Ground State of the Kagome Lattice Heisenberg Antiferromagnet

TL;DR

This paper uses series expansions to suggest that the ground state of the Kagome lattice Heisenberg antiferromagnet is a Valence Bond Crystal with a 36-site unit cell, characterized by specific energy and excitation properties.

Contribution

It provides a detailed series expansion analysis indicating the VBC ground state with a 36-site unit cell as the lowest energy configuration, with new insights into its structure and excitations.

Findings

Ground state is a Valence Bond Crystal with a 36-site unit cell.

Energy per site is approximately -0.433 J.
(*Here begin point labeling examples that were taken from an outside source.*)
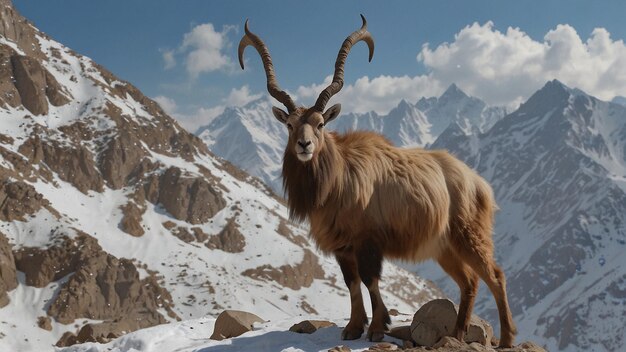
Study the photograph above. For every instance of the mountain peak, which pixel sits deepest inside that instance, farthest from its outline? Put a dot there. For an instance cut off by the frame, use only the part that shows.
(453, 92)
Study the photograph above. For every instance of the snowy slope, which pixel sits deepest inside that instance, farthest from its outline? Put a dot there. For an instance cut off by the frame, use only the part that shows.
(103, 162)
(191, 335)
(262, 139)
(558, 169)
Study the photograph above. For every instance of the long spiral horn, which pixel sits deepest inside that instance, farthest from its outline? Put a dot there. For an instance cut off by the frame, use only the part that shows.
(272, 85)
(360, 35)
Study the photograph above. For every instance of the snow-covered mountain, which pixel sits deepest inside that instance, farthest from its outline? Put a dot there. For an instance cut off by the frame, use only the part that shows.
(113, 218)
(558, 169)
(261, 139)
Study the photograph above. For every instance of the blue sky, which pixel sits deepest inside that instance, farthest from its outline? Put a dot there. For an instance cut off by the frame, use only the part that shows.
(469, 43)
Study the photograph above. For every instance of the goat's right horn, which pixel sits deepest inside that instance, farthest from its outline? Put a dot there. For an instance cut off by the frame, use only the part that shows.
(272, 86)
(360, 35)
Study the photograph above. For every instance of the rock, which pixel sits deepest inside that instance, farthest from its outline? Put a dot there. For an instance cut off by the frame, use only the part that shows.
(341, 348)
(232, 323)
(406, 344)
(190, 199)
(294, 277)
(8, 277)
(229, 239)
(74, 164)
(450, 342)
(383, 346)
(121, 157)
(310, 326)
(525, 347)
(437, 318)
(30, 81)
(100, 287)
(400, 332)
(131, 220)
(18, 199)
(44, 323)
(102, 332)
(67, 339)
(183, 234)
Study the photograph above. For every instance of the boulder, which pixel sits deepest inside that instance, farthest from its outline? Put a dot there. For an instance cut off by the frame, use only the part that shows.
(383, 346)
(401, 332)
(191, 199)
(18, 199)
(232, 323)
(229, 239)
(30, 81)
(8, 278)
(437, 318)
(44, 323)
(310, 326)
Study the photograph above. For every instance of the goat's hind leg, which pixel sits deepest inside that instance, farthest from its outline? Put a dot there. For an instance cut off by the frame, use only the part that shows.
(358, 318)
(479, 256)
(467, 280)
(370, 262)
Lowest-energy triplet excitations are dispersionless and confined.

Abstract

Using series expansions around the dimer limit, we show that the ground state of the Heisenberg Antiferromagnet on the Kagome Lattice appears to be a Valence Bond Crystal (VBC) with a 36-site unit cell, and an energy per site of $E/J=-0.433\pm0.001$. It is a honeycomb lattice of `perfect hexagons' as discussed by Nikolic and Senthil. The energy difference between the ground state and other ordered states with the maximum number of `perfect hexagons', such as a stripe-ordered state, is of order $0.001 J$. The energy of the 36-site system with periodic boundary conditions is further lowered by an amount of $0.005\pm 0.001 J$, consistent with Exact Diagonalization. Every unit cell of the VBC has two singlet states whose degeneracy is not lifted to $6th$ order in the expansion. We estimate this energy difference to be smaller than $0.001 J$. Two leading orders of perturbation theory find the lowest-energy triplet excitations to be dispersionless and confined to the `perfect hexagons'.